Educational PyTorch re-implementation of GPT training and inference (fork of Karpathy's minGPT)
A clean, readable PyTorch re-implementation of GPT (training and inference) based on Andrej Karpathy's minGPT. The core model is ~300 lines of code: a standard Transformer decoder (masked self-attention, feed-forward, layer norm) with a BPE tokeniser matching OpenAI's GPT encoding. Includes demo notebooks for a sorting task and GPT-2 text generation, a character-level language model project, and an addition task trained from scratch.
~300-line educational PyTorch GPT implementation for learning Transformer internals.
• Model (mingpt/model.py): decoder-only Transformer with masked self-attention heads, feed-forward layers, layer norm, and configurable depth/width.
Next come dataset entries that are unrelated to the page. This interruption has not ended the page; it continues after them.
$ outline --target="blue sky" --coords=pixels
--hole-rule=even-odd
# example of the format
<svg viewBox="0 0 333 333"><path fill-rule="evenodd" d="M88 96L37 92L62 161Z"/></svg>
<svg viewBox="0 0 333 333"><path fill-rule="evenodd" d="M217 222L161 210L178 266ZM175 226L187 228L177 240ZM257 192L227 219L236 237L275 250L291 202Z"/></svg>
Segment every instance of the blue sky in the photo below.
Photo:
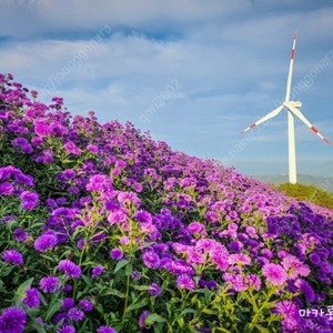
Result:
<svg viewBox="0 0 333 333"><path fill-rule="evenodd" d="M333 142L332 17L314 0L0 0L0 72L73 114L129 120L242 173L287 173L286 111L239 133L284 99L297 29L292 97ZM333 145L295 131L297 172L331 175Z"/></svg>

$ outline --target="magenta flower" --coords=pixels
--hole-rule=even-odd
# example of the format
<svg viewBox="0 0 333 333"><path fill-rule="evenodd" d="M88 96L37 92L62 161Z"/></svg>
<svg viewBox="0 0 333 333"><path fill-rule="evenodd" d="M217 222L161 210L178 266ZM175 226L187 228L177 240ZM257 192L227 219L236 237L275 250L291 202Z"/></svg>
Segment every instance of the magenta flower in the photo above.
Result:
<svg viewBox="0 0 333 333"><path fill-rule="evenodd" d="M268 263L262 268L262 273L272 285L282 285L285 283L287 275L279 264Z"/></svg>
<svg viewBox="0 0 333 333"><path fill-rule="evenodd" d="M74 306L75 302L73 299L71 297L64 297L62 300L62 305L61 305L61 309L70 309L72 306Z"/></svg>
<svg viewBox="0 0 333 333"><path fill-rule="evenodd" d="M75 333L75 327L72 325L64 325L60 330L57 331L57 333Z"/></svg>
<svg viewBox="0 0 333 333"><path fill-rule="evenodd" d="M0 195L11 195L13 194L14 188L11 183L4 182L0 184Z"/></svg>
<svg viewBox="0 0 333 333"><path fill-rule="evenodd" d="M6 250L2 254L2 259L4 262L12 263L17 266L23 263L23 256L17 250Z"/></svg>
<svg viewBox="0 0 333 333"><path fill-rule="evenodd" d="M157 284L157 283L151 283L149 285L149 290L148 292L152 295L152 296L158 296L161 293L161 287Z"/></svg>
<svg viewBox="0 0 333 333"><path fill-rule="evenodd" d="M79 279L81 276L81 269L69 259L61 260L58 268L59 271L64 272L67 278Z"/></svg>
<svg viewBox="0 0 333 333"><path fill-rule="evenodd" d="M40 235L36 241L34 241L34 249L39 252L44 252L47 250L50 250L54 248L58 243L58 236L56 232L46 232L42 235Z"/></svg>
<svg viewBox="0 0 333 333"><path fill-rule="evenodd" d="M140 315L140 319L139 319L139 326L141 330L143 329L150 329L150 325L147 325L144 323L145 319L150 315L150 312L149 311L143 311L142 314Z"/></svg>
<svg viewBox="0 0 333 333"><path fill-rule="evenodd" d="M111 250L110 255L114 260L121 260L123 258L123 252L120 249L114 248Z"/></svg>
<svg viewBox="0 0 333 333"><path fill-rule="evenodd" d="M80 155L82 152L81 149L78 148L73 142L64 143L63 148L73 155Z"/></svg>
<svg viewBox="0 0 333 333"><path fill-rule="evenodd" d="M188 230L191 233L199 234L199 233L205 232L205 226L204 226L204 224L202 224L200 222L192 222L188 225Z"/></svg>
<svg viewBox="0 0 333 333"><path fill-rule="evenodd" d="M186 289L191 291L195 289L195 282L186 274L179 275L175 282L179 289Z"/></svg>
<svg viewBox="0 0 333 333"><path fill-rule="evenodd" d="M20 194L23 210L34 210L39 195L36 192L23 191Z"/></svg>
<svg viewBox="0 0 333 333"><path fill-rule="evenodd" d="M29 233L21 228L16 229L13 232L13 236L18 242L24 242L28 235Z"/></svg>
<svg viewBox="0 0 333 333"><path fill-rule="evenodd" d="M150 269L158 269L160 266L160 258L154 251L147 251L142 254L143 263Z"/></svg>
<svg viewBox="0 0 333 333"><path fill-rule="evenodd" d="M259 291L261 287L261 280L255 274L249 274L246 276L246 285L252 285L256 291Z"/></svg>
<svg viewBox="0 0 333 333"><path fill-rule="evenodd" d="M24 330L27 314L22 307L7 307L0 316L0 332L20 333Z"/></svg>
<svg viewBox="0 0 333 333"><path fill-rule="evenodd" d="M81 300L79 302L79 306L81 307L82 311L92 311L93 309L91 302L88 300Z"/></svg>
<svg viewBox="0 0 333 333"><path fill-rule="evenodd" d="M283 258L282 266L287 272L289 279L291 280L296 279L297 276L307 276L310 274L310 268L291 254Z"/></svg>
<svg viewBox="0 0 333 333"><path fill-rule="evenodd" d="M98 275L102 274L105 271L104 266L98 265L92 269L91 278L97 278Z"/></svg>
<svg viewBox="0 0 333 333"><path fill-rule="evenodd" d="M26 295L22 299L22 302L29 307L36 307L40 303L39 293L36 287L29 287L26 290Z"/></svg>
<svg viewBox="0 0 333 333"><path fill-rule="evenodd" d="M110 326L99 326L98 333L117 333L117 331Z"/></svg>
<svg viewBox="0 0 333 333"><path fill-rule="evenodd" d="M59 291L61 283L56 276L46 276L40 280L39 286L44 293L53 294Z"/></svg>
<svg viewBox="0 0 333 333"><path fill-rule="evenodd" d="M72 307L69 310L68 316L74 322L79 322L84 317L84 312L78 307Z"/></svg>
<svg viewBox="0 0 333 333"><path fill-rule="evenodd" d="M134 192L121 192L118 194L118 201L123 206L131 206L134 204L137 208L140 206L141 200Z"/></svg>

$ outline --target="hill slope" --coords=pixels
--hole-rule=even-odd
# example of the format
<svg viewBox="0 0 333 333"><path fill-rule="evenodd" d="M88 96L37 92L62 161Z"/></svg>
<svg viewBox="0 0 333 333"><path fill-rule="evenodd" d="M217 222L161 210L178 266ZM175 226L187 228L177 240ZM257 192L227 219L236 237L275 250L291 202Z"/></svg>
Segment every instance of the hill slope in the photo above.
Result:
<svg viewBox="0 0 333 333"><path fill-rule="evenodd" d="M28 92L0 75L1 332L333 330L299 314L332 297L329 211Z"/></svg>

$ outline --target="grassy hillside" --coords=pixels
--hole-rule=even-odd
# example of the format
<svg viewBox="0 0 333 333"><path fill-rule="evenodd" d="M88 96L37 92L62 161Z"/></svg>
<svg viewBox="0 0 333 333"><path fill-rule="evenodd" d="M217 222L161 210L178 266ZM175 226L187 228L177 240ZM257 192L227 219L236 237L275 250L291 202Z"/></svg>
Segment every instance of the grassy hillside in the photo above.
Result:
<svg viewBox="0 0 333 333"><path fill-rule="evenodd" d="M333 332L324 209L10 74L0 135L0 332Z"/></svg>
<svg viewBox="0 0 333 333"><path fill-rule="evenodd" d="M333 195L313 185L284 183L279 191L300 201L313 202L320 206L333 209Z"/></svg>

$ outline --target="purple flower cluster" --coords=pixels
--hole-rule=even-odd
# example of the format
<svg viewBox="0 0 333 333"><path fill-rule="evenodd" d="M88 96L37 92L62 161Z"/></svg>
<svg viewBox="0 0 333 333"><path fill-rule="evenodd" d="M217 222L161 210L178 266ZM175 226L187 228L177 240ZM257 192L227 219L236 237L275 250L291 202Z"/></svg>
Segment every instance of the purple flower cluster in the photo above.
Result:
<svg viewBox="0 0 333 333"><path fill-rule="evenodd" d="M71 262L69 259L61 260L58 268L59 271L64 272L64 276L67 278L79 279L81 276L80 266Z"/></svg>
<svg viewBox="0 0 333 333"><path fill-rule="evenodd" d="M61 326L57 332L75 332L73 325L97 315L93 292L82 299L85 292L78 290L82 289L83 280L87 282L90 275L97 287L113 283L119 292L124 290L124 281L114 278L113 271L115 261L125 258L133 264L133 292L135 287L143 290L144 297L153 302L161 315L168 315L164 303L160 304L165 302L164 296L176 299L198 291L195 295L200 297L202 291L214 295L225 290L231 300L236 300L239 293L251 291L260 295L272 287L276 290L275 299L280 297L274 312L281 317L282 331L330 329L313 319L301 322L297 310L304 303L324 302L330 292L332 211L287 199L269 184L216 161L172 151L164 142L141 134L129 122L101 125L93 113L90 118L72 118L62 111L61 98L44 105L36 101L37 92L31 91L31 101L26 94L28 90L10 81L11 75L0 74L0 131L6 133L6 153L11 161L19 161L24 154L27 161L51 170L54 176L48 175L52 186L48 183L44 189L34 167L28 169L31 175L12 165L0 168L4 205L12 206L19 198L24 214L31 211L29 214L34 218L39 213L44 221L36 231L18 216L18 226L9 234L24 254L27 265L30 254L26 258L26 253L31 252L41 265L46 251L50 256L69 258L59 262L54 276L40 279L39 291L33 286L24 291L24 309L48 306L52 294L60 292L64 296L53 317ZM34 179L39 180L36 185ZM11 228L11 219L4 216L0 226ZM68 251L72 246L74 251ZM73 262L78 249L84 260L88 253L92 256L81 266ZM14 249L6 250L1 258L8 264L23 263L22 254ZM29 268L27 271L30 272ZM77 281L73 286L64 286L67 279ZM148 279L151 280L147 282ZM163 290L167 282L169 285ZM286 294L292 299L285 300ZM108 307L112 296L110 302L109 297L98 301L105 302ZM113 311L115 316L121 312ZM139 317L137 312L135 330L138 325L141 330L150 329L149 315L144 311ZM216 322L212 316L201 316L193 322L193 330L209 332L209 323ZM192 314L188 319L191 321ZM27 320L20 307L4 309L0 332L21 332ZM115 332L111 326L98 325L93 327L98 333ZM236 329L241 332L243 327Z"/></svg>
<svg viewBox="0 0 333 333"><path fill-rule="evenodd" d="M23 256L17 250L6 250L2 254L2 259L4 262L12 263L13 265L23 263Z"/></svg>
<svg viewBox="0 0 333 333"><path fill-rule="evenodd" d="M22 307L11 306L2 310L0 332L21 333L27 323L27 314Z"/></svg>

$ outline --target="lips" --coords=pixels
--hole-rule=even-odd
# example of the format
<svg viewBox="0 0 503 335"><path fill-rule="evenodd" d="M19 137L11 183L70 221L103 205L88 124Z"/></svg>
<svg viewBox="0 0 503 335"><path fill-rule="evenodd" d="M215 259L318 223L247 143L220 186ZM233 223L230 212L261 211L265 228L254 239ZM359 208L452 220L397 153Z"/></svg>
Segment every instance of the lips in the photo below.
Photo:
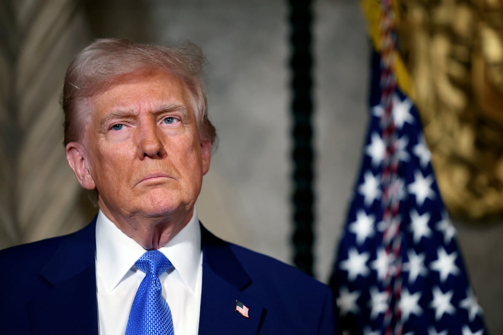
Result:
<svg viewBox="0 0 503 335"><path fill-rule="evenodd" d="M154 172L150 172L143 177L143 178L141 179L138 184L143 182L144 181L155 181L157 180L161 180L165 178L173 178L171 176L165 173L165 172L162 172L161 171L156 171Z"/></svg>

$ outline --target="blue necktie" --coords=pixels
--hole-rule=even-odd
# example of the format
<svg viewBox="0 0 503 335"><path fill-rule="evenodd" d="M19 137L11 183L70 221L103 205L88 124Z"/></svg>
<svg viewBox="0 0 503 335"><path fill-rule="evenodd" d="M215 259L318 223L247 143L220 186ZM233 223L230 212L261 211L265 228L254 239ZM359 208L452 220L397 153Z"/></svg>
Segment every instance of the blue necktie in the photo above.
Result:
<svg viewBox="0 0 503 335"><path fill-rule="evenodd" d="M134 263L145 272L131 307L126 335L174 335L173 318L161 294L159 276L171 262L158 250L150 250Z"/></svg>

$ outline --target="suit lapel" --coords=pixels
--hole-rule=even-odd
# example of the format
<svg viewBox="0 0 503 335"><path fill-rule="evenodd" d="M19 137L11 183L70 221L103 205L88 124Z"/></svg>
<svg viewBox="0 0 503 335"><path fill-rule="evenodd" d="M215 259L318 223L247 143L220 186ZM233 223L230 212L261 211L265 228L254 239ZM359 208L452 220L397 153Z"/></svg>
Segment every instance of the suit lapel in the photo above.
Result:
<svg viewBox="0 0 503 335"><path fill-rule="evenodd" d="M228 244L201 225L203 286L199 314L200 334L257 334L265 310L246 289L252 280ZM249 309L249 318L235 311L239 300Z"/></svg>
<svg viewBox="0 0 503 335"><path fill-rule="evenodd" d="M52 287L28 303L36 334L98 334L96 218L65 237L41 271Z"/></svg>

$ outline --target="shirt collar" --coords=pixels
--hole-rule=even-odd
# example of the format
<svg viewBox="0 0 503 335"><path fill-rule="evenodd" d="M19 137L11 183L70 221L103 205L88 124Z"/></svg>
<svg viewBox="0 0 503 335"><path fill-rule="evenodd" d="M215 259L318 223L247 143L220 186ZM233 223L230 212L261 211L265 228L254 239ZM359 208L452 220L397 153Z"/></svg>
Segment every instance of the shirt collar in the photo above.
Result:
<svg viewBox="0 0 503 335"><path fill-rule="evenodd" d="M167 244L159 249L192 292L196 287L201 253L199 222L194 207L189 223ZM96 220L96 270L108 292L117 286L145 251L99 211Z"/></svg>

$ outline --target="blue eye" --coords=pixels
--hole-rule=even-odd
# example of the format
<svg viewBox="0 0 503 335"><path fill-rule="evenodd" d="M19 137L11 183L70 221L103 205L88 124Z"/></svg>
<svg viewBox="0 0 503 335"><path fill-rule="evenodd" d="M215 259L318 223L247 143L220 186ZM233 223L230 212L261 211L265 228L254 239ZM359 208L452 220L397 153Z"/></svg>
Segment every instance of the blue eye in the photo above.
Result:
<svg viewBox="0 0 503 335"><path fill-rule="evenodd" d="M174 123L176 120L175 120L174 118L166 118L163 120L162 120L165 124L168 125L171 125Z"/></svg>

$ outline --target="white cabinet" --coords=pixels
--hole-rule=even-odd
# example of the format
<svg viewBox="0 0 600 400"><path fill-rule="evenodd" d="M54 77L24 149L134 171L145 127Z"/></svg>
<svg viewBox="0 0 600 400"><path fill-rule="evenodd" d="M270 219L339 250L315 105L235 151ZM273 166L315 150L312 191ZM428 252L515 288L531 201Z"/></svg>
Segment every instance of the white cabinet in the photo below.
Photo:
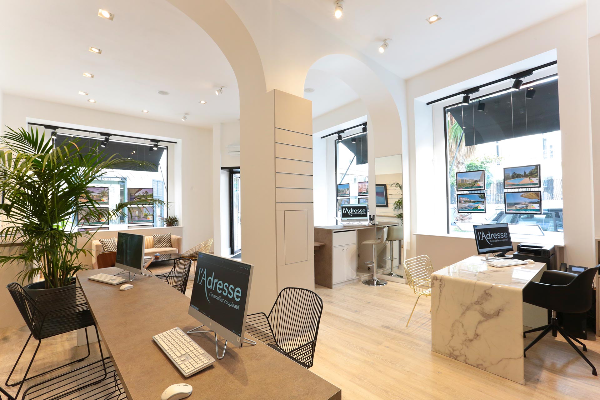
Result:
<svg viewBox="0 0 600 400"><path fill-rule="evenodd" d="M344 277L347 281L356 277L356 245L347 245L344 252L346 267L344 270Z"/></svg>
<svg viewBox="0 0 600 400"><path fill-rule="evenodd" d="M340 283L356 277L356 245L333 248L332 283Z"/></svg>

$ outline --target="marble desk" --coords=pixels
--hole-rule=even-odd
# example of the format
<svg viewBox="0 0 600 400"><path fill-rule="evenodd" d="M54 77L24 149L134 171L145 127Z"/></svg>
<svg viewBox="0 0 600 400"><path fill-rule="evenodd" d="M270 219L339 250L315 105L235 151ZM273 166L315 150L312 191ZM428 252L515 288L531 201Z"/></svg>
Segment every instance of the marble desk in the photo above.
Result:
<svg viewBox="0 0 600 400"><path fill-rule="evenodd" d="M524 384L523 288L545 266L473 256L434 272L431 350Z"/></svg>

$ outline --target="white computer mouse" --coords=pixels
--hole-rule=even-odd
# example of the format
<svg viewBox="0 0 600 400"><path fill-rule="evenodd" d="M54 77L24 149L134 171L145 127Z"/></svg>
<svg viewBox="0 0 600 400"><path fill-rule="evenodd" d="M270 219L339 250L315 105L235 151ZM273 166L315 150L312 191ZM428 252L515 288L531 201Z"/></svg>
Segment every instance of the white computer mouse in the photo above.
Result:
<svg viewBox="0 0 600 400"><path fill-rule="evenodd" d="M160 396L160 400L185 399L191 394L191 385L187 383L177 383L166 389Z"/></svg>

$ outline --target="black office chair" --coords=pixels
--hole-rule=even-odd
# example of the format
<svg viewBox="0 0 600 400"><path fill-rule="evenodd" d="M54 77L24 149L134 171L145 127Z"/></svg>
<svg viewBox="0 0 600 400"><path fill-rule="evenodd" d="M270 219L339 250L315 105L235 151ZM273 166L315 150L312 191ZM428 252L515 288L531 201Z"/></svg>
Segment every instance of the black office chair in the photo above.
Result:
<svg viewBox="0 0 600 400"><path fill-rule="evenodd" d="M594 301L592 283L599 269L600 265L597 265L593 268L586 269L579 275L558 270L544 271L539 282L530 282L523 289L523 301L550 310L552 312L552 317L550 324L523 332L524 338L527 333L542 331L542 333L525 348L523 351L524 356L526 357L526 352L549 332L551 330L552 335L554 336L558 332L592 367L592 374L598 375L596 367L590 362L572 341L581 345L584 351L587 351L586 345L569 335L559 324L557 312L576 313L589 311Z"/></svg>
<svg viewBox="0 0 600 400"><path fill-rule="evenodd" d="M269 315L246 318L246 333L305 368L313 366L323 300L314 291L286 287L279 293Z"/></svg>
<svg viewBox="0 0 600 400"><path fill-rule="evenodd" d="M23 287L16 282L9 284L7 286L7 288L8 289L15 304L17 305L17 308L31 332L29 337L25 342L25 345L23 347L23 350L19 354L17 361L14 363L14 366L13 366L13 369L8 374L5 382L5 385L10 387L20 385L17 390L17 394L14 398L17 398L23 387L23 383L26 381L59 369L67 365L79 362L89 356L89 339L88 338L88 331L86 330L85 339L88 343L87 356L75 361L71 361L64 365L28 377L27 375L31 369L31 365L33 364L35 355L37 354L43 339L92 326L96 330L96 335L98 338L100 338L100 335L98 335L98 328L96 327L96 324L92 317L92 313L88 307L88 303L86 302L81 288L69 287L56 290L52 293L40 295L35 300L25 291ZM19 361L21 359L21 356L25 351L25 348L27 347L32 336L39 342L35 348L35 351L34 352L34 355L31 357L31 360L29 362L29 365L25 371L23 379L17 382L9 383L8 381L17 368L17 365L19 364ZM100 349L100 356L103 357L102 346L100 340L98 341L98 347ZM13 398L11 396L9 397L10 398Z"/></svg>
<svg viewBox="0 0 600 400"><path fill-rule="evenodd" d="M185 294L191 267L191 260L190 258L178 258L173 264L173 268L171 269L170 271L167 273L157 275L157 277L164 281Z"/></svg>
Supports gpt2, gpt2-medium, gpt2-large, gpt2-xl presets.
• BPE tokeniser (mingpt/bpe.py): byte-pair encoding matching OpenAI's GPT-2 vocabulary (50,257 merges).
• Trainer (mingpt/trainer.py): generic PyTorch training loop; AdamW optimiser; configurable learning rate, batch size, max_iters.
• Projects: adder (trains GPT to add numbers), chargpt (character-level LM on arbitrary text), demo.ipynb (sorting example), generate.ipynb (GPT-2 text generation from prompt).
• Installation: pip install -e . for use as an importable mingpt library.